Digital microscopes allow us to produce images at up to 100 times magnification, as well as take 2D and 3D measurements and generate topographic images. This technology is typical of Koehler Innovation & Technology’s forward-thinking and professional approach and provides us with a really accurate picture of our paper quality.

In addition, we use FT-IR microscopy to identify and map (by area/line) localized contamination measuring as little as 10x10 µm.

Our X-ray fluorescence device (XRF) is a valuable material analysis tool, which we use for both quantitative and qualitative analyses of coatings and a wide range of pigments and fillers.

This state-of-the-art device enables us to conduct detailed analyses of coatings and their structures. The image definition is exceptional and the images can be magnified up to 5000 times.
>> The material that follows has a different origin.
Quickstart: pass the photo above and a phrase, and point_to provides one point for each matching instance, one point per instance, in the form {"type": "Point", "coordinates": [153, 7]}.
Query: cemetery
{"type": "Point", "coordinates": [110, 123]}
There is also an EDX mapping function and option to produce cross-sections, so we are able to verify our paper quality in the minutest detail.

We use photometry technology to take color measurements, define environmental parameters, and conduct quality control checks.

Modern gas chromatography is a valuable tool for trace analysis and for examining complex samples with numerous analytes, such as odor-influencing monomer components. It’s also an extremely versatile technique, with uses ranging from VOC measurements and pyrolysis GC-MS to migration analyses and mass spectrometry.

We take OTR, WVTR, and HVTR measurements and use this data in combination with sensory panels to identify and characterize odor and flavor deviations.

In the past, the in-house printing plant was used to check the printability of our fine and carbonless paper, but it is now responsible for testing our thermal paper, particularly its abrasion resistance. Dozens of thermal printers run around the clock to make sure that our new (and updated) products continue to deliver the same exceptional quality. The in-house printing plant works closely with colleagues from Koehler Paper, which manufactures the thermal printers, to test each new product prior to its market launch.

In the recycling laboratory, Somerville fibre fractionators are used to apply the common assessment methods (Cepi and PTS) to evaluate papers and product concepts in terms of their recyclability. In addition, we directly apply the latest findings from the cross-industry alliance 4evergreen here. In this way, we can ensure that the final packaging solutions are recyclable.